Their one hit was about the rise and fall of mankind and they called it In the Year Twenty Five Twenty Five.
While I remember the song well, I hadn’t thought about it for these purposes until I ran across this post from 2007. It’s from a College Dean of Students who laments the moniker to place on the incoming freshmen class.
They, who were expected to graduate in four years, were to be the Class of ??
Here’s what he wrote…
As a college Dean of Students, I wasn’t quite sure what to call our entering class, so I just asked them. They favored “Two thousand-eleven” by about a three-to-one margin.

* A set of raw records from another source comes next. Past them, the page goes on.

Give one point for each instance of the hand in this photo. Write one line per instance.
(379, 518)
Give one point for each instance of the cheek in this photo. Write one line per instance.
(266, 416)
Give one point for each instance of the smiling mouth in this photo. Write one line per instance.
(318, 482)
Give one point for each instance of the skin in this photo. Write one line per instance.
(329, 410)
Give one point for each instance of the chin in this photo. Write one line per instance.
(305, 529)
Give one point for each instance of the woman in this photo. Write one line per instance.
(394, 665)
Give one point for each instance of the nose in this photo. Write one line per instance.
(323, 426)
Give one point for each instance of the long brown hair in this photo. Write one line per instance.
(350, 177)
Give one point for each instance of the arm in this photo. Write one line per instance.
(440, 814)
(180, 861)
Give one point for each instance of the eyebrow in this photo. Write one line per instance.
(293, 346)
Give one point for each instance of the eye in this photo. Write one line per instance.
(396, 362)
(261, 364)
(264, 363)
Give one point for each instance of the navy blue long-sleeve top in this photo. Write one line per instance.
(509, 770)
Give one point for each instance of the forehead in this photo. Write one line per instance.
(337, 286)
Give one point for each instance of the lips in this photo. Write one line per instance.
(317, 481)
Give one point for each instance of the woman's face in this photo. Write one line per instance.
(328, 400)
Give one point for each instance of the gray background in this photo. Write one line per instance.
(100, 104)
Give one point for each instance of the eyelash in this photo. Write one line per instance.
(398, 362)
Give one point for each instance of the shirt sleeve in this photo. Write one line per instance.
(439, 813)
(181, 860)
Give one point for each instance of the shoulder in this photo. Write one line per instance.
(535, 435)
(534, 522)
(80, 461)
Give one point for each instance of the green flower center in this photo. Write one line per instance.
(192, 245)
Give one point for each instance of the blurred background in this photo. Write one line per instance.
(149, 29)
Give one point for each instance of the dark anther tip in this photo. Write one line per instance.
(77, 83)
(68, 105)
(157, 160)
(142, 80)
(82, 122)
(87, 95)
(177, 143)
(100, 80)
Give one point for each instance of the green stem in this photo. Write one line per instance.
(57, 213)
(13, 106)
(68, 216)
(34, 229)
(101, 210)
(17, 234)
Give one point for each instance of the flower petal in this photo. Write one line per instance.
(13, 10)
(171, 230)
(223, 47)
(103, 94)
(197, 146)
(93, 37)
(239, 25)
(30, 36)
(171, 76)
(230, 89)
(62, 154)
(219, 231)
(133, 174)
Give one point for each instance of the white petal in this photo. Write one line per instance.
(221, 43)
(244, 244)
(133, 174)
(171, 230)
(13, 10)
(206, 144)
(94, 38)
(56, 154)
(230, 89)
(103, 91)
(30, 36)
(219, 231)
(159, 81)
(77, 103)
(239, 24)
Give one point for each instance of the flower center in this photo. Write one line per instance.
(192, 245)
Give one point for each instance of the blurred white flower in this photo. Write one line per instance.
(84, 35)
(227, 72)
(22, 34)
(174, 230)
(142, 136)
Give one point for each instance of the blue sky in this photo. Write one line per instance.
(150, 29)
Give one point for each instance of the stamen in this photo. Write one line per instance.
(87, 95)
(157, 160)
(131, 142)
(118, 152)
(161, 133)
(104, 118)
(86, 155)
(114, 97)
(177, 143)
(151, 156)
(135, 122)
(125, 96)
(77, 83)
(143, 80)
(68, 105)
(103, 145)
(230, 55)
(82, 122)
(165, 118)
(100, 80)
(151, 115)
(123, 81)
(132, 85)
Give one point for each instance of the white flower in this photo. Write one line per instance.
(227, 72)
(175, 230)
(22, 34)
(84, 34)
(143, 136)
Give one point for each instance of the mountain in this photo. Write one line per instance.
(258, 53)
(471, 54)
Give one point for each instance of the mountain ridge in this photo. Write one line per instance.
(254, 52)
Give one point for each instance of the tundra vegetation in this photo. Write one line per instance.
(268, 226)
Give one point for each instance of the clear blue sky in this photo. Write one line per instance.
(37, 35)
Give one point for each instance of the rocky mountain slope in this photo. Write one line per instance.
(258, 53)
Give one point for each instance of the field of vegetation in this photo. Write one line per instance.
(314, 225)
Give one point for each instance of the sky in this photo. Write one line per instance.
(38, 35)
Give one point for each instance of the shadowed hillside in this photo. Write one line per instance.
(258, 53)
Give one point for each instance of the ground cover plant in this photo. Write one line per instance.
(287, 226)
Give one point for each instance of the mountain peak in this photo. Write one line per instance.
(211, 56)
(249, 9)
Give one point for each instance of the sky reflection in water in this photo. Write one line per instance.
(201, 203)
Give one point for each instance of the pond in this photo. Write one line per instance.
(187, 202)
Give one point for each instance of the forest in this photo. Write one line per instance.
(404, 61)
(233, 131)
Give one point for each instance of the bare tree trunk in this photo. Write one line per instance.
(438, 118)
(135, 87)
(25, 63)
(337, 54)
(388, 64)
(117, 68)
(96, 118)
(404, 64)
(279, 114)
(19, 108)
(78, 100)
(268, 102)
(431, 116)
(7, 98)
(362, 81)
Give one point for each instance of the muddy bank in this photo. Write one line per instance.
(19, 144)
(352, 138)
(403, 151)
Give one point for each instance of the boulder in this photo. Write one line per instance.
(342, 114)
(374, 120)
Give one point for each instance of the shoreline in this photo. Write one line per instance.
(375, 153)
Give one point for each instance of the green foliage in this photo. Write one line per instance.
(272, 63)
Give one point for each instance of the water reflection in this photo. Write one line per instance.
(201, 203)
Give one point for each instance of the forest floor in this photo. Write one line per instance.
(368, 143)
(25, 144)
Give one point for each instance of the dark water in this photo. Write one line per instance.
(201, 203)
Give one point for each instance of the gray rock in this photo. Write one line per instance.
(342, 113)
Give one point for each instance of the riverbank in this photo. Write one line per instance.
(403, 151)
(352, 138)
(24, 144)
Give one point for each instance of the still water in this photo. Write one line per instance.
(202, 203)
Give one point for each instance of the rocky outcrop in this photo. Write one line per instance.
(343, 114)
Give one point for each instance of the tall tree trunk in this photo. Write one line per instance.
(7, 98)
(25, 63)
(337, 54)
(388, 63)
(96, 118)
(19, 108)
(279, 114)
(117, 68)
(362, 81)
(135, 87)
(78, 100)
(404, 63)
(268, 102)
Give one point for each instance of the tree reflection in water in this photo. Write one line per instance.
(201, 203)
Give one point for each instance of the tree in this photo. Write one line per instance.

So perhaps that’s what the public wants to call the next decade. It seems a little odd because we said “nineteen-ninety-nine” and “nineteen-eleven.” But then “two-thousand” was clearly not “twenty-hundred,” and we’d all seen the movie “Two-thousand one: A Space Odyssey.”
But then again, I’m old enough to remember the Zager and Evans hit “In the year Twenty-five twenty-five.” So when are we going to ditch the word “thousand” and get back to counting our way through the twenties?
I’d guess that once we get past “two thousand-nineteen” the next year will have to be “twenty-twenty.” It’ll be a Presidential election year and the candidates and media will all make puns about the “vision thing” as Bush 41 used to call it. After a year, it’ll seem normal, I suppose, to go on to “twenty-twenty-one.”
He makes some very good points. But I think if we push this pronunciation guide to broadcasters and our friends, we could make great strides in changing the general public.
Say it now, Twenty Eleven. Add it to your vocabulary. Lead by Example. Say Twenty Eleven and the world will follow you.